The Process of Turning Trees to Paper for Kids
26 SEP 2017
The trees that provide shade and abundant leaves for jumping in the fall have other important jobs as well. People can thank trees for the bulk of the paper seen and used every day. Raise your youngster’s awareness by cueing her in to the paper-making process. A tree becoming paper could be an eye-opening story for a little person. It may even spur a tree-hugging escapade!
1 Managed Timberlands
Tell your kiddos that, just like farmers plant corn and hay fields for harvesting, tree farmers plant trees for harvesting. The trees harvested from timberlands usually become boards for building first, and then the pulp left over from cutting the trees into boards becomes paper, states "How Are Trees Grown for Paper," a publication from the Leading Technical Association for the Worldwide Pulp, Paper and Converting Industry.
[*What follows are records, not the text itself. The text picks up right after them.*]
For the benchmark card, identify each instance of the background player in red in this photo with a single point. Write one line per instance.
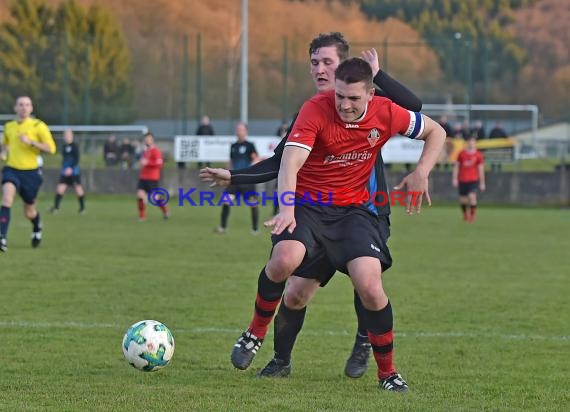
(468, 175)
(151, 164)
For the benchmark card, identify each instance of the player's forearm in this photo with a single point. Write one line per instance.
(286, 184)
(434, 143)
(397, 92)
(261, 172)
(291, 162)
(44, 147)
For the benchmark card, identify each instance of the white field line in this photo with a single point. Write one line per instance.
(409, 334)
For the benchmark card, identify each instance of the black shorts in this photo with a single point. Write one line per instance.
(468, 187)
(71, 180)
(147, 185)
(320, 268)
(27, 182)
(244, 192)
(339, 233)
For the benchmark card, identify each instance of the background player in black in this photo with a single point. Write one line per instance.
(242, 154)
(290, 317)
(70, 174)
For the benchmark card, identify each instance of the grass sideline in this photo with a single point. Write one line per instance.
(481, 313)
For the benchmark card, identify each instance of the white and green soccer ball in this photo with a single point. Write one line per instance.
(148, 345)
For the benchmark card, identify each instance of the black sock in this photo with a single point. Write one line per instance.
(4, 220)
(57, 201)
(225, 215)
(36, 222)
(362, 332)
(288, 324)
(254, 218)
(268, 297)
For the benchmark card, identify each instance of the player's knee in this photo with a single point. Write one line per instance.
(295, 301)
(280, 267)
(282, 263)
(30, 212)
(296, 298)
(373, 299)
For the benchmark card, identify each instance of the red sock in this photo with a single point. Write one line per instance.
(473, 212)
(263, 315)
(141, 208)
(383, 350)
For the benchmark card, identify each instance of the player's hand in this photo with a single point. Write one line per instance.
(25, 139)
(218, 176)
(371, 56)
(283, 220)
(416, 185)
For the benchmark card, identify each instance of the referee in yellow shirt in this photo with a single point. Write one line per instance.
(23, 140)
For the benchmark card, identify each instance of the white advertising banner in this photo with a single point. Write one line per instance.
(217, 148)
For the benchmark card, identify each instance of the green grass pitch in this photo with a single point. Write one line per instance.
(482, 314)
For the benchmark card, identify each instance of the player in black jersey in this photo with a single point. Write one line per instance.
(70, 174)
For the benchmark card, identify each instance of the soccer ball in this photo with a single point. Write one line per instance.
(148, 345)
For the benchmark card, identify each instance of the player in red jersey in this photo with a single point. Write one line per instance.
(151, 164)
(333, 147)
(468, 175)
(326, 52)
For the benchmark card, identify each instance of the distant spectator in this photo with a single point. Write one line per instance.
(205, 129)
(282, 130)
(446, 126)
(478, 131)
(111, 151)
(497, 132)
(457, 130)
(126, 154)
(139, 149)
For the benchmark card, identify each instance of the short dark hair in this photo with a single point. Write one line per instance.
(354, 70)
(335, 39)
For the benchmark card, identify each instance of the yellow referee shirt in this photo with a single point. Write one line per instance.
(22, 156)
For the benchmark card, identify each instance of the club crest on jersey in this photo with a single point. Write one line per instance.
(373, 137)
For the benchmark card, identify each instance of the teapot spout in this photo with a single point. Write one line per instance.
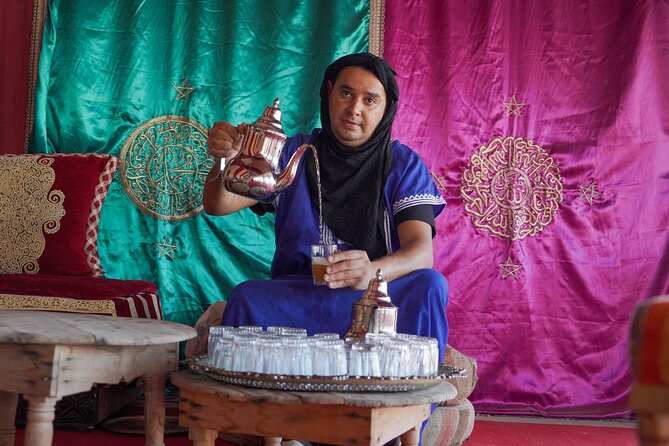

Make sure you reinforce the fact that the production process doesn’t waste any part of the tree -- it all goes toward making stuff like turpentine and fuel, in addition to building materials and paper.
2 Working with Pulp
The pulp that will become paper mixes with water. In fact, it’s mostly water, according to the Weyerhaeuser Company. Explain to your youngster that a big assembly line works to spray the thinned pulp onto big screens that move under the sprayer really fast. On the screens, the pulp is dried by steam dryers and special presses that take away the moisture and make it flat and perfect. By the time these big machines finish, the paper only has about 8 percent moisture left -- that’s a big change!
3 Final Steps
After drying the paper, large machines roll the long sheets of paper onto reels. Explain to your little one that these reels are so large and heavy that it takes a heavy-duty crane to move them. A different rolling machine rewinds the paper onto not-so-big rolls that are easier to move around. This is the time when special machines cut paper into particular sizes that people want or need. Drive this process home by checking out "Trees to Paper" by Inez Snyder. The real photos in the book will show both toddlers and preschoolers exactly what the paper-making process looks like.
Touch on the recycling process to help your little one understand how recycled paper fits into the paper-making process. Explain that papers can only be sent to recycling up to eight times to make new paper -- after this, the process won’t work properly anymore. Tell your youngster that a special recycling plant puts recycled papers into a big pot and adds water to get all the pulp out of the paper. A special machine pulls out all the unusable parts of the paper, leaving only the pulp that is good enough to make new paper. A machine cleans the pulp to get rid of ink and other icky stuff. After all this, the pulp is ready to go to the same kind of assembly line used for making paper with brand new pulp. A sprayer sprays the pulp onto screens, just like the other kind of paper.